Corrosion inhibition investigations were undertaken to assess the efficacy of 5-aminoindazole (IND) and its derivatives in preventing corrosion of mild steel within 0.5 M H₂SO₄ solutions. The derivatives underwent synthesis, purification, and characterization through Nuclear Magnetic Resonance (NMR) spectroscopy, which revealed the anticipated carbon and proton signals. Subsequent to synthesis, gravimetric analysis was conducted, revealing that 2-(((1H-indazol-6-yl)amino)methyl)-4-chloro-6-methoxyphenol (IND–10), achieving an efficiency of 86.97 %, demonstrated superior inhibition efficiency at 323 K compared to 5-aminoindazole (IND) (33.68 %) and 2-(((1H-indazol-6-yl)amino)methyl)-4,6-dinitrophenol (IND–01) (51.97 %). Adsorption isotherm and thermodynamic evaluations indicated that IND–10 adhered to a chemisorption mechanism, whereas IND and IND–01 displayed mixed inhibition (chemisorption-physisorption) at reduced temperatures according to the Langmuir isotherm. Notably, IND did not conform well to the Langmuir model but corresponded more closely with the Frumkin isotherm, implying a predominant physisorption mechanism.

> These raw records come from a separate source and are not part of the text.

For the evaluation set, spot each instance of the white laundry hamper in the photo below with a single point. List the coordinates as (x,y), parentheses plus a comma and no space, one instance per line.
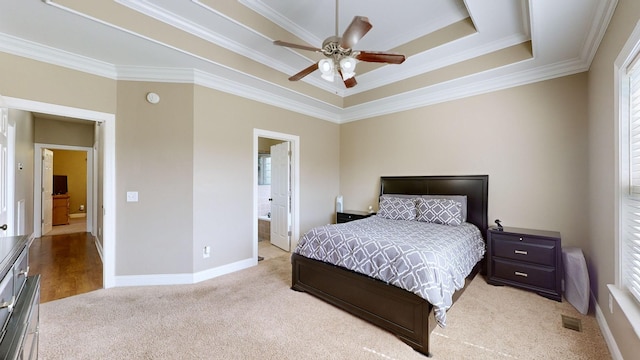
(576,279)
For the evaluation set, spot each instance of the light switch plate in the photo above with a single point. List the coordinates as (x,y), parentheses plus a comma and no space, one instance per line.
(132,196)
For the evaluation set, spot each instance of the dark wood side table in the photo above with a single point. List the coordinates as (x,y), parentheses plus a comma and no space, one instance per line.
(350,215)
(526,258)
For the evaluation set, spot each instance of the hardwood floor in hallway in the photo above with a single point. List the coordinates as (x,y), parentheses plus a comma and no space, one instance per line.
(68,264)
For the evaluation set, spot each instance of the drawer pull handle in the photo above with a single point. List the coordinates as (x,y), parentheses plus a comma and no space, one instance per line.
(24,272)
(8,304)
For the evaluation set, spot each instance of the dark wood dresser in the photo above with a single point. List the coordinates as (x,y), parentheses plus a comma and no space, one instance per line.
(526,258)
(60,214)
(19,301)
(350,215)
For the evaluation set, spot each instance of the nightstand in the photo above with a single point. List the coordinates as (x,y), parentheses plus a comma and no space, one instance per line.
(525,258)
(350,215)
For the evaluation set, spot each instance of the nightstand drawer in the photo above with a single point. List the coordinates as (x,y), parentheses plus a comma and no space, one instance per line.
(538,276)
(530,250)
(350,215)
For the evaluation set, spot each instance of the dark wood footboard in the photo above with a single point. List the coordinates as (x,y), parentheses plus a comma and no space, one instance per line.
(400,312)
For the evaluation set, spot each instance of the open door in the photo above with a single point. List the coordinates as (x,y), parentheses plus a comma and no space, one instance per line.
(280,196)
(47,190)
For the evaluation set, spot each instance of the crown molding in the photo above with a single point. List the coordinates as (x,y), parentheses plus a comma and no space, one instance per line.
(31,50)
(243,85)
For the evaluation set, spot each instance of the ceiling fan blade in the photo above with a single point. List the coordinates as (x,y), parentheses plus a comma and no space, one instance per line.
(355,31)
(296,46)
(304,72)
(373,56)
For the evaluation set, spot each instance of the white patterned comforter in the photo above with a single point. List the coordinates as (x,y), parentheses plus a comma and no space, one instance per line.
(430,260)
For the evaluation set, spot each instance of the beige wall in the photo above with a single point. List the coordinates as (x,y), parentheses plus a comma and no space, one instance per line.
(24,123)
(223,171)
(48,131)
(600,244)
(74,165)
(154,156)
(530,140)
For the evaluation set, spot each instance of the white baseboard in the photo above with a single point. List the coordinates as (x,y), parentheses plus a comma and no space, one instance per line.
(98,247)
(181,279)
(606,332)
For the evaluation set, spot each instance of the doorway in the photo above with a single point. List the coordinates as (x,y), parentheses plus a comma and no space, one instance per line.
(106,232)
(291,218)
(80,187)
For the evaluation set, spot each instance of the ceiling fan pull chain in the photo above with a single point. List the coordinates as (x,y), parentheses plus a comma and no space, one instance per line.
(337,18)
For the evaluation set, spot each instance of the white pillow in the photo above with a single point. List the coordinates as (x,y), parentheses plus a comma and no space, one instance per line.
(397,208)
(439,211)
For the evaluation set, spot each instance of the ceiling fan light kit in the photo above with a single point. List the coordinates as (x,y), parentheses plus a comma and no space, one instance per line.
(341,58)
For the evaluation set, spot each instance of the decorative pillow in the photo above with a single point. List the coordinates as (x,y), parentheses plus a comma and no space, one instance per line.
(439,211)
(397,208)
(462,199)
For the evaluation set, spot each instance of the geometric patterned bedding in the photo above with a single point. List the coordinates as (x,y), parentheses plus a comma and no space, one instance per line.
(427,259)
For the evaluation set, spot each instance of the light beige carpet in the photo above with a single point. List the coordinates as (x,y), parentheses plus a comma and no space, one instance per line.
(253,314)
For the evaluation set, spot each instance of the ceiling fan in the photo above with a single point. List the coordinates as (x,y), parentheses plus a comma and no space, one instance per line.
(341,58)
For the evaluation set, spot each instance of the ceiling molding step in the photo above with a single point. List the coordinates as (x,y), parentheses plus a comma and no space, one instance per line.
(28,49)
(155,74)
(426,62)
(473,85)
(270,94)
(269,13)
(163,15)
(598,28)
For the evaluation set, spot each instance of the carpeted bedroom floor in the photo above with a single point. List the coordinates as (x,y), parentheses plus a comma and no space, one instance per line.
(254,314)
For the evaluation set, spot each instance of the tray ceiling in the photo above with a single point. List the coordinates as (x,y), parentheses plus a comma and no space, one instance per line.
(454,48)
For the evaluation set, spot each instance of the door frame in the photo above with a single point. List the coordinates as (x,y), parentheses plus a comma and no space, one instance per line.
(108,179)
(37,186)
(294,140)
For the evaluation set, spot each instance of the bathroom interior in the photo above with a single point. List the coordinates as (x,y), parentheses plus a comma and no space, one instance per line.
(264,187)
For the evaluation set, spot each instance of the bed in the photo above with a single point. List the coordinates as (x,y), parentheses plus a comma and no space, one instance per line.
(404,313)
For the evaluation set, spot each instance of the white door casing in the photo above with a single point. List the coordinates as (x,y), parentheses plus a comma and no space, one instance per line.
(4,171)
(47,190)
(280,195)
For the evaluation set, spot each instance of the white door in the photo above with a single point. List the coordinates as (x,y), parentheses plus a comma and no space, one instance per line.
(4,158)
(47,190)
(280,195)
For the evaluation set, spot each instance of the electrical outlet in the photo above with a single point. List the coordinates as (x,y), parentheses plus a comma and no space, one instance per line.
(611,303)
(132,196)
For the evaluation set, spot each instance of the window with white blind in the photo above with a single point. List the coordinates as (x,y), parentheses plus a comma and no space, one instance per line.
(630,216)
(626,290)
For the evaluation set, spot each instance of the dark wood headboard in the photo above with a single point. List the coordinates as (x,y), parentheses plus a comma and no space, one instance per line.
(475,187)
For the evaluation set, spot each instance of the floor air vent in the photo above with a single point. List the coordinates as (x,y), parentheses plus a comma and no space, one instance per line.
(571,323)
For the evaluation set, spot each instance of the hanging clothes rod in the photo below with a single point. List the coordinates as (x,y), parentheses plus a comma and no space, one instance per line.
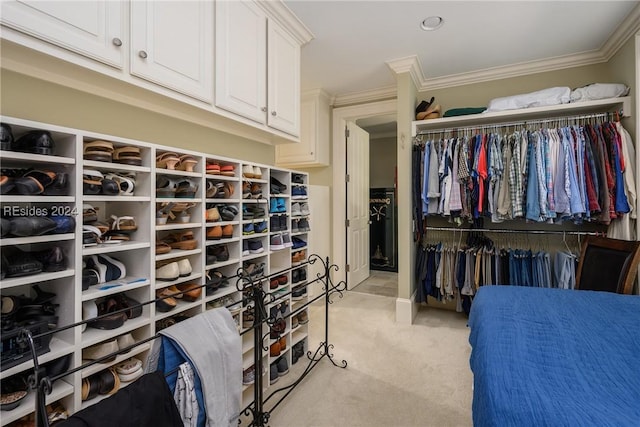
(508,231)
(473,128)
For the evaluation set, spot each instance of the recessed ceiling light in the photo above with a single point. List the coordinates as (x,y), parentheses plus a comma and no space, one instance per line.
(432,23)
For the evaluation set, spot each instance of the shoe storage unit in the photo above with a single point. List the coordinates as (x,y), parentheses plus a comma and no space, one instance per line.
(94,223)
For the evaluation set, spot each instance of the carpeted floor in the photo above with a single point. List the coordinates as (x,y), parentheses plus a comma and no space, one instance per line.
(397,375)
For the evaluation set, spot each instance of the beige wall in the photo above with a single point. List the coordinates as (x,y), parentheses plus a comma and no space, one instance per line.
(33,99)
(622,69)
(382,162)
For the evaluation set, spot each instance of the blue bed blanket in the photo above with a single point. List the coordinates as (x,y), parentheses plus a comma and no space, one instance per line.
(554,357)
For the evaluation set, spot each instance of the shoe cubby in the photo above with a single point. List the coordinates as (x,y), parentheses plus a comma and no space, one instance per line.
(87,204)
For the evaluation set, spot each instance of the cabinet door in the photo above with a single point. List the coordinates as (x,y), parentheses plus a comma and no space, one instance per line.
(241,59)
(94,29)
(303,152)
(172,45)
(283,80)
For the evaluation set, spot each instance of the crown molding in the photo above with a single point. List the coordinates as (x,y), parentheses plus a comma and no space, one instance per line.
(513,70)
(374,95)
(280,12)
(628,28)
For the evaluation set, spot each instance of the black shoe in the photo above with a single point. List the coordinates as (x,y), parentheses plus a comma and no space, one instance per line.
(35,141)
(6,137)
(24,226)
(52,259)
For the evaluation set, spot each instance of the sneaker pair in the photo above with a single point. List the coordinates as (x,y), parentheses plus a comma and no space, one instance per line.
(277,205)
(298,192)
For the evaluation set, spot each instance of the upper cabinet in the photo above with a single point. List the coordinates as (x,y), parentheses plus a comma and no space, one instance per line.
(283,77)
(172,45)
(257,66)
(313,148)
(95,29)
(237,60)
(241,59)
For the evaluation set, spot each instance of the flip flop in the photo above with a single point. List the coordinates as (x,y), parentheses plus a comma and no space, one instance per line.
(34,182)
(167,160)
(127,155)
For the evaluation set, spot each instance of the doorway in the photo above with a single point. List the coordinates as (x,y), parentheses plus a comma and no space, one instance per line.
(373,114)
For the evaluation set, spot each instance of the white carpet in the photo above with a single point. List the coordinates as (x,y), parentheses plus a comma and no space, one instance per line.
(397,375)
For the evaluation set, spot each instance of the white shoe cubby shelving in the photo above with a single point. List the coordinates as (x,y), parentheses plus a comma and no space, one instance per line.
(177,204)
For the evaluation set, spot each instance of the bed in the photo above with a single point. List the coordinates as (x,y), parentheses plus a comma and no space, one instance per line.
(554,357)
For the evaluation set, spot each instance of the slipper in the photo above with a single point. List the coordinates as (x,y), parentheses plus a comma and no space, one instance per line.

Analysis of the Frumkin data showed that Gibbs free energy decreased with higher temperatures, while lateral interactions increased. The inhibitor increased activation energy, forming a protective metal layer as its concentration lessened. This was confirmed by Scanning Electron Microscope images displaying inhibitor adherence to the metal surface, offering corrosion protection. Quantum chemical analysis corroborated these findings through energy gap (ΔE) calculations, which demonstrated greater stability for IND–10 with ΔE = 2.95 eV, compared to IND (3.05 eV) and IND–01 (3.03 eV). This analysis suggested that IND–10 served as a more efficacious inhibitor relative to both IND and IND–01.